Some assert that American schools ignore slavery. This statement was probably accurate—in 1970. My children, one a high school senior and the other a recent graduate, agreed that our Arkansas public schools covered slavery and Jim Crow between six and eight times in 12 grades—far more than they covered the founding of the United States, the Constitution, or World War II; indeed, the latter made an appearance only once, or twice, counting a Holocaust unit. My kids also observed, however, that their schools’ treatment of slavery, like their coverage of history overall, was superficial. As one of my children put it, “They teach you slavery is bad, but not much else.” (This may characterize Arkansas standards generally. A recent Fordham Institute report rated them as “mediocre,” observing that, “strangely,” the topic of secession is not addressed in the state’s Arkansas history standard and that “the lack of direct references to slavery” in that standard was “notable.”) To the degree that our local teachers covered slavery, it was primarily through political history, as a key cause of the Missouri Compromise, the Compromise of 1850, and the Civil War, suggesting that state standards may bear little relation to what happens in class. Relatedly, Jim Crow is taught primarily through a matter of local interest, the integration of Little Rock Central. In fairness, as the Fordham Institute report makes clear, coverage of slavery and of history generally lacks depth in most states, not just in the South.

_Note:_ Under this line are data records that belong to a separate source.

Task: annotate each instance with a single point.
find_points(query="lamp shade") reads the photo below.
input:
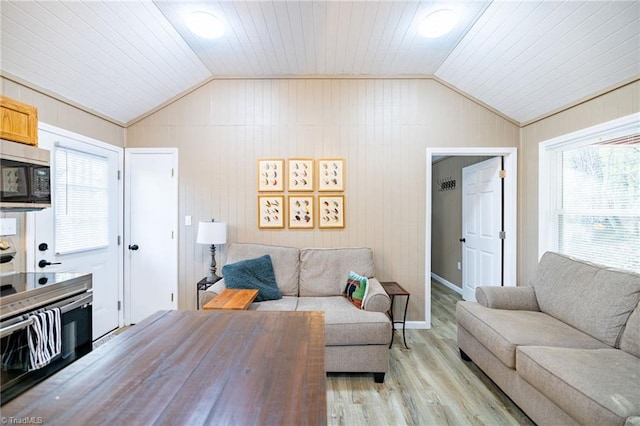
(212, 233)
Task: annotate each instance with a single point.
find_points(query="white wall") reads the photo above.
(615, 104)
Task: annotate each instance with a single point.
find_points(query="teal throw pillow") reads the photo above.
(253, 274)
(356, 289)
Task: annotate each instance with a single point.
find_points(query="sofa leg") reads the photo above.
(464, 356)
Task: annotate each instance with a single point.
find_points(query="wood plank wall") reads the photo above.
(381, 127)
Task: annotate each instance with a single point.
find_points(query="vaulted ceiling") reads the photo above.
(120, 60)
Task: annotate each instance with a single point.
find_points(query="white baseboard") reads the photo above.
(446, 283)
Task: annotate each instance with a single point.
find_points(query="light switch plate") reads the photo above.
(8, 226)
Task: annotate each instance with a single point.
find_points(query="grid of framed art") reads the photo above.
(301, 208)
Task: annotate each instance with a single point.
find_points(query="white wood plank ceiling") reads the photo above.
(123, 59)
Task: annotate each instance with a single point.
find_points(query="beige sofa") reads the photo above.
(566, 349)
(312, 279)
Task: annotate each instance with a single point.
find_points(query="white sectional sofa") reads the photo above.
(313, 279)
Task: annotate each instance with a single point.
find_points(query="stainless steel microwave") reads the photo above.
(25, 177)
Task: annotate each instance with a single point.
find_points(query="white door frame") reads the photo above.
(127, 222)
(103, 145)
(510, 212)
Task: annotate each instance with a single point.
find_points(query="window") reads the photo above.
(593, 194)
(81, 201)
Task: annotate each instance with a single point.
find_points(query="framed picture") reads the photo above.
(330, 211)
(301, 212)
(300, 174)
(271, 174)
(331, 174)
(270, 211)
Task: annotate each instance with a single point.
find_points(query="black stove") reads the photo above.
(25, 291)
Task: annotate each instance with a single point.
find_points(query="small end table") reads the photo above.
(394, 289)
(202, 285)
(232, 299)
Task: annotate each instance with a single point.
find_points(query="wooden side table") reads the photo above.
(394, 289)
(202, 285)
(232, 299)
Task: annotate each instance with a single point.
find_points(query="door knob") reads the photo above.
(44, 263)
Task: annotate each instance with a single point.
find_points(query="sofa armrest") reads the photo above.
(377, 299)
(212, 292)
(512, 298)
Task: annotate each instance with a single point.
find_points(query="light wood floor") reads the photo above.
(427, 384)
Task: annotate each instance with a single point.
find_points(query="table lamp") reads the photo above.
(212, 233)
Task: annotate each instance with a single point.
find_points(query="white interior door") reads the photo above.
(481, 226)
(79, 233)
(151, 221)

So what is to be done? You can’t beat something with nothing, so on the elementary level, schools might adopt the relatively specific Core Knowledge curricula, developed by E. D. Hirsch, in which knowledge builds on knowledge. To a far greater degree than is true of typical curricular approaches from education consultants, Core Knowledge focuses less on amorphous “skills” and more on facts, which provides the foundation for more knowledge and for interpretations. As Hirsch writes in The Schools We Need and Why We Don’t Have Them, psychological research shows that “the ability to learn something new depends on an ability to accommodate the new thing to the already known.” The more we already know, the easier it is to learn new information; hence better curricula can help. Teacher quality also matters. On the secondary level, where I do fieldwork, educators joke that every social-studies teacher has the same first name—“Coach”—suggesting the need to hire knowledgeable teachers, not those for whom teaching is a secondary priority and whose main expertise is athletics. Meanwhile, when educators teach about the owning of human beings, as indeed they should, they should teach within the context that slavery was not uniquely American but has existed in countries with every major religious tradition and on every inhabited continent. (Core Knowledge does this.) When teachers cover slavery, they should include discussions of which countries ended slavery, when, and why, perhaps using visual aids such as maps to help convey the information.
Educators could also make the broader point that nearly every country once had (and that some still have) slavery, but only America can claim the Declaration of Independence, the Constitution, the reconstruction of Europe and Japan after World War II, and an indispensable role in defeating the twin evils of fascism and communism. It is these uniquely American contributions that should define our nation for today’s schoolchildren and tomorrow’s citizens.